Autre enjeu pour les entreprises, celui de la gestion de la richesse humaine. En effet, la relance ne pourra se faire sans la préservation et le développement des compétences au sein des entreprises. Pour la CPME, « l’enjeu de la formation est critique et la voie de l’apprentissage devra être renforcée ». « Il est donc plus que temps que l’État convoque une réunion des financeurs de la formation à La Réunion ». L’organisation annonce aussi renforcer son accompagnement pour le recours aux contrats de professionnalisation Boussole et Gadiamb dans le cadre du plan PETREL.

Sans surprise, le syndicat entend par ailleurs réaffirmer ses engagements en faveur de l’ancrage territorial. Cette vision se traduit notamment dans la dynamique Ré-Enraciner l’Économie LocaLE (REELLE) mais aussi au sein de l’Association pour une « Stratégie du Bon Achat » (SBA) dans la commande publique afin de favoriser l’accès des TPE-PME réunionnaises aux marchés publics. Pour la CPME, l’ancrage territorial contribue aussi à la préservation du pouvoir d’achat des Réunionnais. On l’a vu récemment avec l’accord de modulation qu’elle a signé avec l’interprofession ARIV et ARIBEV dans ces filières d’élevage. Pour Éric Leung, « ces accords doivent nous inspirer pour d’autres filières de production ».
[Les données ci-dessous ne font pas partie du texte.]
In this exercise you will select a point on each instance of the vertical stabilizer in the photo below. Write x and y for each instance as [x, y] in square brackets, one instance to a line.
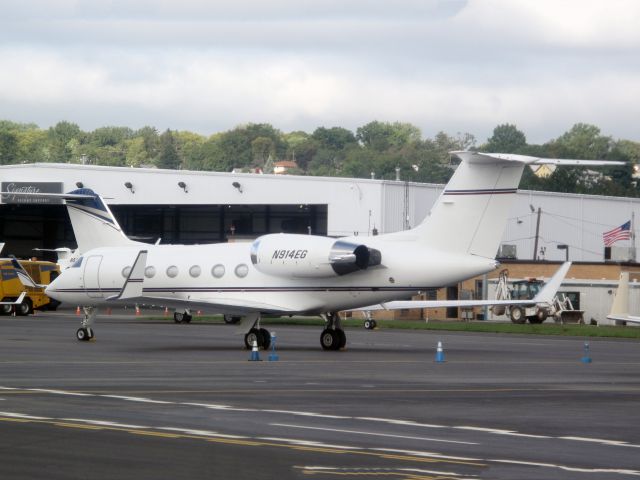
[620, 306]
[93, 223]
[471, 214]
Et pour relancer l’activité, il faudra passer enfin à une vraie territorialisation opérationnelle du Plan de Relance et redynamiser la commande publique. Dans la même logique, Éric Leung déclare rester « vigilant à ce que les crédits européens de la Relance REACT-EU, bénéficient réellement à nos TPE-PME locales ».
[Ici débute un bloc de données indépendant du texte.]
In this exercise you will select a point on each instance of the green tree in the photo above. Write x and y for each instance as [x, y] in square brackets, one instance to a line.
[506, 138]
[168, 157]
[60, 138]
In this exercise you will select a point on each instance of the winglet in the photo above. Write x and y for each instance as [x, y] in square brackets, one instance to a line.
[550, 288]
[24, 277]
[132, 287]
La CPME veut aussi réaffirmer son engagement pour faciliter l’accès à l’emploi des Réunionnais et la solidarité des entrepreneurs avec le territoire. Pour l’organisation, les valeurs Inclusion, Ancrage territorial, Patriotisme Économique, Solidarité que portent la CPME doivent plus que jamais être incarnées dans ses actions car elles sont porteuses de sens.

Pour la CPME, la clé ultime restera le retour à une activité durable grâce à ce PLAN ORSEC. Selon Éric Leung, « l’enjeu pour nos TPE-PME n’est pas de bénéficier de plus d’aides financières mais de retrouver un environnement, de l’activité et un carnet de commandes ouvrant des perspectives de développement, d’investissement et d’embauches ».